Despite my vague threats, I don't think I'll get up and move anywhere, at least not without a bigger reason, because after my SF experience I realized that ultimately your boredom, thoughts, feelings - they all go with you. A place can only entertain you for so long; your reality is right there in the suitcase or moving boxes with you. You can't move because you think there will be more people to entertain you - you have to be the entertaining one, or, as my mom says "Only boring people get bored."  I shudder to think of becoming boring.

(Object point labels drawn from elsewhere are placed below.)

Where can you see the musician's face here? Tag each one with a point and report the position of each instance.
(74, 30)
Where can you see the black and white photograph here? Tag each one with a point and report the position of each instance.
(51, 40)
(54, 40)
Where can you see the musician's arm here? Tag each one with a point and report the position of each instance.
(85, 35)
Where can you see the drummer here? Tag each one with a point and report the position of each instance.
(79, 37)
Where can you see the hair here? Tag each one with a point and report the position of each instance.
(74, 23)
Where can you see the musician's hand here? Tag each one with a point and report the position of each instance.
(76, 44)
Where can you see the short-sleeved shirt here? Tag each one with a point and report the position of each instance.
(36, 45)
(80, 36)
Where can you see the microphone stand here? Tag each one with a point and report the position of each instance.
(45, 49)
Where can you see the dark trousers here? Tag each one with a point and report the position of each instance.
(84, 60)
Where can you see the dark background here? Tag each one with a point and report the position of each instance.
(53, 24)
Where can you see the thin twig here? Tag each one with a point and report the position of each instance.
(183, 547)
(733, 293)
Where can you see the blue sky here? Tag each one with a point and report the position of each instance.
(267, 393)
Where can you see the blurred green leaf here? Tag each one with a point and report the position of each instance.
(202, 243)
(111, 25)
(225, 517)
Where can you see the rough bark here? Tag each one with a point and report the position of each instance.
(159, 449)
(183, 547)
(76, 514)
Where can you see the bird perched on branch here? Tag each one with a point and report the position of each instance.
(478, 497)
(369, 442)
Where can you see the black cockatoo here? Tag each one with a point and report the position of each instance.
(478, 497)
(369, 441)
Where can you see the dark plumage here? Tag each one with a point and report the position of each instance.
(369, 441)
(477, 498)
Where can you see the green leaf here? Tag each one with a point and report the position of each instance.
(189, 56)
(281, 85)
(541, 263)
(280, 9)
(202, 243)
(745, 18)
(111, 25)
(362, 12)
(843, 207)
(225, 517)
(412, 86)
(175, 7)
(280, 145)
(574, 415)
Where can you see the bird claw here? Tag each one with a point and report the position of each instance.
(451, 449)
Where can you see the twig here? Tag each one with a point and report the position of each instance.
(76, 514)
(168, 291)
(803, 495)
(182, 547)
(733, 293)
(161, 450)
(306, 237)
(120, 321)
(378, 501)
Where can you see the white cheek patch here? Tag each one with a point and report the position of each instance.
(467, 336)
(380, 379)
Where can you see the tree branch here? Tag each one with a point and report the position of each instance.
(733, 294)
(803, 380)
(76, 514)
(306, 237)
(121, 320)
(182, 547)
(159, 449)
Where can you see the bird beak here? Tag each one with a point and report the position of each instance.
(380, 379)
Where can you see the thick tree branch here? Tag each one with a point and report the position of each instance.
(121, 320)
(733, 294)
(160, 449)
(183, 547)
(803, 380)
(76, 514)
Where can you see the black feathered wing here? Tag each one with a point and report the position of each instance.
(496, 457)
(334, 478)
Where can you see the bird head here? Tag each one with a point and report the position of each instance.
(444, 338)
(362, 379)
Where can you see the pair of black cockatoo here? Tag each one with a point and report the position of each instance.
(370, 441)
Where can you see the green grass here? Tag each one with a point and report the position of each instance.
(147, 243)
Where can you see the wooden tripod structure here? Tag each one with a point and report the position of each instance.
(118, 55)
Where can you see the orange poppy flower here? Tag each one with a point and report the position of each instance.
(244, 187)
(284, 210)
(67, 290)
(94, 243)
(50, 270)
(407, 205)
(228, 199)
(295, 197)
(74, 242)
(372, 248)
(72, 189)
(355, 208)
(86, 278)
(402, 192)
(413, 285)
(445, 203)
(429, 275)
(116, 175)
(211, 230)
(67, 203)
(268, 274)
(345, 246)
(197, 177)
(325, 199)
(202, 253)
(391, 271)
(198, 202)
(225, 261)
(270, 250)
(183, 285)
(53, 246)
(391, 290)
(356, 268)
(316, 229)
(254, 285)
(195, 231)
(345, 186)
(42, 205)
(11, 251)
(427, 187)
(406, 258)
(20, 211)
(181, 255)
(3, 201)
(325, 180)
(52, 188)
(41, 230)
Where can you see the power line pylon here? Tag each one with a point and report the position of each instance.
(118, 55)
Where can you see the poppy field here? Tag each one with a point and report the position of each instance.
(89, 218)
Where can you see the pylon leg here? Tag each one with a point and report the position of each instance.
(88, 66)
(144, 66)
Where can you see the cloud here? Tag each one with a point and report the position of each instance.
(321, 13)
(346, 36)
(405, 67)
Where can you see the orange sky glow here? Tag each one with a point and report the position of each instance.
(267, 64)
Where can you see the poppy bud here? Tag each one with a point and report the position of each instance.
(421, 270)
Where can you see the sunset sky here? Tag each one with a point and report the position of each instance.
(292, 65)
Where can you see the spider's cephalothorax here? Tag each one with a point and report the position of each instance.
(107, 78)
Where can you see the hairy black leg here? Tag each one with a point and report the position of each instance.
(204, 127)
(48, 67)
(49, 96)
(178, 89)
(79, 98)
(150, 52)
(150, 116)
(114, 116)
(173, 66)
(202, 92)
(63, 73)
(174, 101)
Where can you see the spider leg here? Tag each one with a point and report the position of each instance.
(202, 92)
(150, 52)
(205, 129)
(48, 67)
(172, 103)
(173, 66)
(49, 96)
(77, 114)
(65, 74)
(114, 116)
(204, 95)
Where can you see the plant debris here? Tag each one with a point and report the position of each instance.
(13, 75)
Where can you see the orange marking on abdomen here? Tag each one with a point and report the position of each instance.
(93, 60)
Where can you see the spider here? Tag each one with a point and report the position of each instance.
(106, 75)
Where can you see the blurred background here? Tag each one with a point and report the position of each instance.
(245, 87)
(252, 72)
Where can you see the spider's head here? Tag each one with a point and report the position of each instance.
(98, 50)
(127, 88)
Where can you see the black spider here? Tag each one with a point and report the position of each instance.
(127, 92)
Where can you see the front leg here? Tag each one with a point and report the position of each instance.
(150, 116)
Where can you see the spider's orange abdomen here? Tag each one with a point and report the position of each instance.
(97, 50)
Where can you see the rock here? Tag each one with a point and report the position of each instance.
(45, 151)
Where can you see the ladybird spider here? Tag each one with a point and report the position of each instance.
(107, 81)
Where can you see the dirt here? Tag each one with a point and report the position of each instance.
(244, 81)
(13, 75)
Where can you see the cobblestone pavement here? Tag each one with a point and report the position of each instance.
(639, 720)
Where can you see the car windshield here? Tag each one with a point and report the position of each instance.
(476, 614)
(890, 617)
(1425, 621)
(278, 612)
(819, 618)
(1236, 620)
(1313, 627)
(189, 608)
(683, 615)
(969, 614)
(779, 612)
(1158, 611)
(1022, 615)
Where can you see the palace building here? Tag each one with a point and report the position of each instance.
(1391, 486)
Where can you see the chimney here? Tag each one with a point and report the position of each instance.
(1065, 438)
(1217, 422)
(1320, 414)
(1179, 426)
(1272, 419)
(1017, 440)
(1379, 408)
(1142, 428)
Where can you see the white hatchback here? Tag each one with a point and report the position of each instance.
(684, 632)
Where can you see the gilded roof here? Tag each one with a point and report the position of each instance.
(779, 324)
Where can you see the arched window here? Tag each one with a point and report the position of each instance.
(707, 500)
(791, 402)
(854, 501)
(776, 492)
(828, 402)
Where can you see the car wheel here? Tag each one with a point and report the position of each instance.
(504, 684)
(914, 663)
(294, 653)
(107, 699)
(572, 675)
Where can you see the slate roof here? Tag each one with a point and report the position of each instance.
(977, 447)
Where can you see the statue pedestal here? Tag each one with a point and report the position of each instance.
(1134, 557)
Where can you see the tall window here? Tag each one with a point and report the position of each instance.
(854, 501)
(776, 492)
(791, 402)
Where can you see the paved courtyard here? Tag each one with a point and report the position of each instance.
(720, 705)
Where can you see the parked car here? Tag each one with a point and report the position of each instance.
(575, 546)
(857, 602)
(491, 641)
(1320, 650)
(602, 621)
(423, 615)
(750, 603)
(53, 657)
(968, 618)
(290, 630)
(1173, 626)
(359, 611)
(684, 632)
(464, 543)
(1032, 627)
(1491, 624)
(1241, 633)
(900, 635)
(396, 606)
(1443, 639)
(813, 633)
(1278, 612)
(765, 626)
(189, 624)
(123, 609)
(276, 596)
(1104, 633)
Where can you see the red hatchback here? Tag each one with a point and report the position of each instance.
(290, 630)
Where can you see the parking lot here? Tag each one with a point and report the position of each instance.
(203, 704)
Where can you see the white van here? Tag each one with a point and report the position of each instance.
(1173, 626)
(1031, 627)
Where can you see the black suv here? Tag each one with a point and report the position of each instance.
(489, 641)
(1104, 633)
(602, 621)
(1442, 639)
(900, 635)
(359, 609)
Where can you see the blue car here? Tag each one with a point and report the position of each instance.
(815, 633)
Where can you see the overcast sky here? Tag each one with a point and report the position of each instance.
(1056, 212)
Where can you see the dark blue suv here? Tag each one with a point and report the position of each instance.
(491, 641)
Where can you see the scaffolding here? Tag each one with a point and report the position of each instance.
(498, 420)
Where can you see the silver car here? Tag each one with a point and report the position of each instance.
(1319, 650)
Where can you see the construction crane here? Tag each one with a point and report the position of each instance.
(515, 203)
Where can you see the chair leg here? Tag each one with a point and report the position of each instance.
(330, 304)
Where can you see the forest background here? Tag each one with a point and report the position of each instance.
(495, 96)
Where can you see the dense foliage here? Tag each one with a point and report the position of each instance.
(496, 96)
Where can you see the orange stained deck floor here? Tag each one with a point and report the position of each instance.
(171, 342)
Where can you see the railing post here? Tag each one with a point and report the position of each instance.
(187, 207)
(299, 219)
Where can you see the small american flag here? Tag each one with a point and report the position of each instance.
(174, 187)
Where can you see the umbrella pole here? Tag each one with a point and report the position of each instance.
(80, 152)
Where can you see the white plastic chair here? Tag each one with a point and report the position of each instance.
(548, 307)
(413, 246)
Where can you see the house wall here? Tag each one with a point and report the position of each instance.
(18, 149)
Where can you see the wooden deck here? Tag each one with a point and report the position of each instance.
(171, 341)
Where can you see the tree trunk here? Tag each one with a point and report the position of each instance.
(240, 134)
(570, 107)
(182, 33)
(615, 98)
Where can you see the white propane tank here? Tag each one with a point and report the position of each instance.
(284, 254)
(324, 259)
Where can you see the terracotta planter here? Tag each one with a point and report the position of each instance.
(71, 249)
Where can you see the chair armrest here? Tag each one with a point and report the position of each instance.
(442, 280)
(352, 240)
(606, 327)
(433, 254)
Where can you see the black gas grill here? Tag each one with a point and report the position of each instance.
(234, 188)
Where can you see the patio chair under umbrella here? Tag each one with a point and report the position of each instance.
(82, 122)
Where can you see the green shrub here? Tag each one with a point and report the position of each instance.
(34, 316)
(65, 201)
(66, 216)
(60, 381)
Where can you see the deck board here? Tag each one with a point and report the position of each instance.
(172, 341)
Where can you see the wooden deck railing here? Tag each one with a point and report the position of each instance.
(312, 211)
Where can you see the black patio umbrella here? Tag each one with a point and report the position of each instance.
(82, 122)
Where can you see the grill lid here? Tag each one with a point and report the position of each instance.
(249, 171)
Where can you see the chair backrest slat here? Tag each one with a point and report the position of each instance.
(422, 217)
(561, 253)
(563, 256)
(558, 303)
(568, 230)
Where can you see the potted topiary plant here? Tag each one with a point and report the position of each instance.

My brother always says [apparently my family gives a lot of advice] to pick a city you'd like even if you didn't know anyone there, and I think that's why San Diego has been home to me for so long - it's that city for me.  It's a city that I love more and more with each passing year, with every hike I take or new restaurant I discover.  But I guess I've been so busy setting up my new company and being involved in 1001 other things that when I stopped for a moment to just relax, I wished there were more people around to do that with, who get it.

In other news, when this happens I usually just take on another crazy endeavor to entertain myself, and the feeling passes. Might be time to revisit the bucket list.